Miss Watson, elle arrêtait pas de me lancer des coups de bec, et ça devenait ennuyeux et je me sentais seul. Au bout d’un moment, on a été chercher les nègres et on a dit les prières, et puis tout le monde est allé se coucher. Je suis monté dans ma chambre avec un morceau de chandelle que j’ai posé sur la table. Puis je me suis assis sur une chaise près de la fenêtre et j’ai essayé de penser à quelque chose de réjouissant, mais j’y arrivais pas. Je me sentais tellement seul que j’aurais voulu être mort. Les étoiles brillaient et les feuilles bruissaient dans les bois que c’en était lugubre ; et j’ai entendu une chouette, assez loin, elle ouh-ouhlait pasque quelqu’un était mort et puis un engoulevent et un chien qui pleuraient pasque quelqu’un allait mourir ; et le vent cherchait à me chuchoter quelque chose mais j’arrivais pas à comprendre ce que c’était et ainsi j’étais tout en nage, et glacé. Et puis tout là-bas dans les bois j’ai entendu ce genre de bruit que fait un spectre quand il veut expliquer quelque chose qu’il a en tête et qu’il peut pas se faire comprendre, et il n’arrive pas alors à rester tranquillement dans sa tombe et il est obligé de sortir comme ça tous les soirs pour se plaindre. Je me suis senti tellement abattu et effrayé que j’aurais aimé un peu de compagnie. Et bientôt une araignée est venue gripper sur mon épaule, je l’ai envoyée promener avec une chiquenaude et elle est tombée sur la chandelle ; et avant que je puisse faire un geste, elle était toute ratatinée. J’avais besoin de personne pour me dire que c’était vraiment un signe terrifiant et que ça me vaudrait de la malchance, et j’ai eu alors très peur et je tremblais et j’avais les grelots. Je me suis levé et j’ai tourné en rond trois fois sur place et j’ai fait le signe de croix chaque fois ; et puis j’ai attaché une mèche de mes cheveux avec un fil pour écarter les sorcières. Mais j’avais pas confiance. On fait ça quand on a perdu un fer à cheval qu’on a trouvé, et qu’on voulait clouer au-dessus de la porte, mais j’ai jamais entendu quelqu’un dire que c’était une façon de conjurer le mauvais sort quand on a tué une araignée.
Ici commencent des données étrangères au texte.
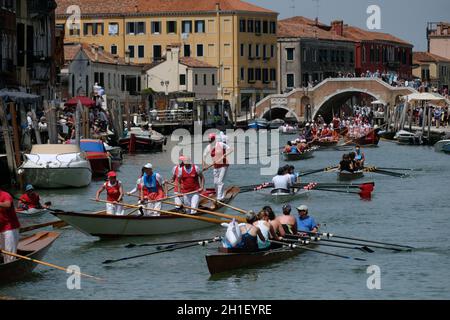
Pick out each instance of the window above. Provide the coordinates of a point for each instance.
(187, 50)
(199, 50)
(131, 51)
(273, 74)
(290, 54)
(273, 27)
(186, 26)
(250, 75)
(171, 27)
(290, 80)
(156, 27)
(258, 74)
(182, 79)
(242, 25)
(199, 26)
(113, 29)
(258, 27)
(157, 52)
(250, 26)
(141, 53)
(265, 27)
Je me suis rassis, tremblant comme une feuille, et j’ai sorti ma pipe pour fumer ; car la maison était maintenant aussi silencieuse que la mort, et comme ça la veuve en saurait rien. Eh bien, au bout d’un long moment j’ai entendu l’horloge du village faire boum-boum-boum – douze coups – et de nouveau le silence – plus silencieux que jamais. Bientôt j’ai entendu une brindille craquer, là en bas dans le noir parmi les arbres – quelque chose remuait. Je suis resté assis, immobile, et j’ai écouté. Tout de suite, j’ai juste entendu comme un « mi-a-ou ! mi-a-ou ! » en dessous. Ça, c’était bien ! Et voilà que je fais pareil, « mi-a-ou ! mi-a-ou ! », aussi doucement que possible, et ensuite j’ai soufflé la chandelle et je suis allé sur le toit de l’appentis en passant par la fenêtre. Et puis je me suis laissé glisser jusqu’à terre et je me suis enfoncé sous les arbres, et voilatipa que Tom était là qui m’attendait.